NLP 243 Language Modeling - Parsa Mazaheri

In [None]:
# Uncomment if running code on Colab
! pip install datasets torchtext
! mkdir output 

In [None]:
# Imports
import numpy as np
import pandas as pd

import torch
import torch.nn as nn
from torch.utils.data import Dataset, DataLoader
import torchtext.vocab as vocab

from datasets import load_dataset

from tqdm import tqdm
from collections import Counter
import seaborn as sns

import matplotlib.pyplot as plt
%matplotlib inline

In [None]:
# Set device = CUDA if available
device = 'cuda' if torch.cuda.is_available() else 'cpu'
print('Device: ', device)

In [None]:
# Download the dataset using HuggingFace load_dataset
dataset = load_dataset('ptb_text_only')

#### Preprocess and Embeddings

In [None]:
# View Dataset Splits
print('Dataset Split:', dataset)

# Read data
train_data = dataset['train']['sentence']
val_data = dataset['validation']['sentence']
test_data = dataset['test']['sentence']

In [None]:

# List of Tokenized Words in the Train Corpus
def preprocess(data):
    print("> Tokenizing the data...")
    tokenized_data = []
    for sentence in tqdm(data):
        tokenized_data += ['<start>'] + sentence.split()

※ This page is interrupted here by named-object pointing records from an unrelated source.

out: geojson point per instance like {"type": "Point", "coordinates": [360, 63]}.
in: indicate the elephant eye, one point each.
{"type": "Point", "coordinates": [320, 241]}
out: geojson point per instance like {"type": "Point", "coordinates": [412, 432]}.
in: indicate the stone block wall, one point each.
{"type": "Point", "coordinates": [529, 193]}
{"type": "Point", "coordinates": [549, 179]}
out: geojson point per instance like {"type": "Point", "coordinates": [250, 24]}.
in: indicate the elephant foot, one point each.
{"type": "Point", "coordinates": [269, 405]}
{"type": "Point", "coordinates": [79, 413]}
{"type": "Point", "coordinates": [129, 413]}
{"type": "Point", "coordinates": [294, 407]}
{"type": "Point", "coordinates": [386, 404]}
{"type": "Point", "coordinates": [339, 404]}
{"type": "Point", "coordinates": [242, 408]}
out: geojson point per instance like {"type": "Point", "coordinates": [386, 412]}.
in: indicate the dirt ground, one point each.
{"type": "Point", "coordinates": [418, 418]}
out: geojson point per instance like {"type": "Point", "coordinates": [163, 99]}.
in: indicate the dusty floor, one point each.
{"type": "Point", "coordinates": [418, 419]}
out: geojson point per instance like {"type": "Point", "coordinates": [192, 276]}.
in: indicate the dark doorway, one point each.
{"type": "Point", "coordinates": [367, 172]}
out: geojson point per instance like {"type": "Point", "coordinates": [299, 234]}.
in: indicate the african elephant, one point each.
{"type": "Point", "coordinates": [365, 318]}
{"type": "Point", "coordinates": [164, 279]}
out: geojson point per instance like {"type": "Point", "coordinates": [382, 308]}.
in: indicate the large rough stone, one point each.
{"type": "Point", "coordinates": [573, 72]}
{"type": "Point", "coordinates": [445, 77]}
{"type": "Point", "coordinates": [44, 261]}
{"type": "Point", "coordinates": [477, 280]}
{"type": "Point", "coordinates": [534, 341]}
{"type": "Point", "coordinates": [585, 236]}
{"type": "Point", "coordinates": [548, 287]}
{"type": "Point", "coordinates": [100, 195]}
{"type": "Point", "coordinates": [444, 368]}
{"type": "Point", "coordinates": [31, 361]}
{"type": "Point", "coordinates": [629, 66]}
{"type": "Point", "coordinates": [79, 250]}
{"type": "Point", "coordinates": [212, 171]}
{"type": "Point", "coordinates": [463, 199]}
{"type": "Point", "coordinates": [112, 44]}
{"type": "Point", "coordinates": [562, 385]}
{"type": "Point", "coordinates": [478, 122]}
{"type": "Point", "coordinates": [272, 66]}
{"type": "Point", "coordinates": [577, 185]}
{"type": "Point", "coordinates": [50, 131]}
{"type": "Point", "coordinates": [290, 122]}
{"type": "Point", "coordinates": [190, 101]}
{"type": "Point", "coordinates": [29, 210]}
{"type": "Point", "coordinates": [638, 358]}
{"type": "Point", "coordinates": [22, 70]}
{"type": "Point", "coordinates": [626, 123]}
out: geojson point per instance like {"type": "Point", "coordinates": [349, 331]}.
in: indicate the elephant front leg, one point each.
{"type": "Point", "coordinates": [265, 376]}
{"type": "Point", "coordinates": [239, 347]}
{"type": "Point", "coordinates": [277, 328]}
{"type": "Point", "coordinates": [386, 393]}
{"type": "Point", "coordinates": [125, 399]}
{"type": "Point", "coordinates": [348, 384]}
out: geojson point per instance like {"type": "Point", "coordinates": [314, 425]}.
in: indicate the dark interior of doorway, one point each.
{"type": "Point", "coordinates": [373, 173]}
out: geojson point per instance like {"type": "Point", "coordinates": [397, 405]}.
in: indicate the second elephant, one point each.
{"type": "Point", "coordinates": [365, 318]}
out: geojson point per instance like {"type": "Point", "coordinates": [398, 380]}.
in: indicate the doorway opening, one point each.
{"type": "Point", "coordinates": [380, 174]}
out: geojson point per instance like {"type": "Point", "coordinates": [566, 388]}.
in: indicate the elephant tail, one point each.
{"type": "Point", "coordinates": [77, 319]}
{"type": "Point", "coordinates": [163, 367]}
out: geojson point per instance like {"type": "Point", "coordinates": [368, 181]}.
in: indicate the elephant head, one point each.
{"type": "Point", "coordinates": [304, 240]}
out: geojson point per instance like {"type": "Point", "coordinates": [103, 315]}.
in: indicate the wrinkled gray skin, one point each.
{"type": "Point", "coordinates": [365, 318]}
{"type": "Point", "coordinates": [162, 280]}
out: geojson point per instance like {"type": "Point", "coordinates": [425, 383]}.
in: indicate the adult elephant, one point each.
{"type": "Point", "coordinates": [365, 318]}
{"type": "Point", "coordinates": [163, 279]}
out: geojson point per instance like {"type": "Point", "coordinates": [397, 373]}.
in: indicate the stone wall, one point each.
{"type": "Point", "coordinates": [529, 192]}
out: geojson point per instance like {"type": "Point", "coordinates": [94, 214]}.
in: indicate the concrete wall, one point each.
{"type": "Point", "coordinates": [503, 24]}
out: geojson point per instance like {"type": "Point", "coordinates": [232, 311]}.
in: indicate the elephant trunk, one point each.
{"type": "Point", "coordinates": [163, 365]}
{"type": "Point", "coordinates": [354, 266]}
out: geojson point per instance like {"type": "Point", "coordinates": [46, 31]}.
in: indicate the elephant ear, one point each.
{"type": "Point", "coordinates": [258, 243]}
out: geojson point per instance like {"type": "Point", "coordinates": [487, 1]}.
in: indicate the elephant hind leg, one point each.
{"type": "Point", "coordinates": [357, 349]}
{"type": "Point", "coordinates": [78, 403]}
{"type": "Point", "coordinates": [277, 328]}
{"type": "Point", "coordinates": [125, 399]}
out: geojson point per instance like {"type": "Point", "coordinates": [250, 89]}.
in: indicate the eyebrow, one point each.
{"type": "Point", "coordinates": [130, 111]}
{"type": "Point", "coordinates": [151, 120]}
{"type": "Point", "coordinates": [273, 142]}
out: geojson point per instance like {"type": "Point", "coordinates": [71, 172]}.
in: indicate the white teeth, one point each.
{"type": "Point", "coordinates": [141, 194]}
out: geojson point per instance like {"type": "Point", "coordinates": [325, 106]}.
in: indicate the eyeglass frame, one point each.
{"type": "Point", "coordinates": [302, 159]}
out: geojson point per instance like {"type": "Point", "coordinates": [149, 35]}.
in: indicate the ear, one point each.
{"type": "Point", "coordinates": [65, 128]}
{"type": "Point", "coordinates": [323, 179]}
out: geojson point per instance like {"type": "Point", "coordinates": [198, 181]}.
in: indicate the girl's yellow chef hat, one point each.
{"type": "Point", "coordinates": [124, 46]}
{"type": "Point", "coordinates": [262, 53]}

    # List of Unique Words
    words_freq = Counter(tokenized_data)
    VOCAB_SIZE = len(words_freq)

    print()
    print("> Creating Word2Idx and Idx2Word...")
    word2idx = { word: idx for idx, word in enumerate(words_freq) }
    idx2word = { idx: word for word,idx in word2idx.items() }
    
    print("> Done")
    return word2idx, idx2word, VOCAB_SIZE


word2idx, idx2word, VOCAB_SIZE = preprocess(train_data)
# Print Vocab Length
print('\nVocab Size: ', VOCAB_SIZE)


In [None]:
# Load GloVe Embeddings
GLOVE_DIM = 300
glove = vocab.GloVe(name = '6B', dim = GLOVE_DIM)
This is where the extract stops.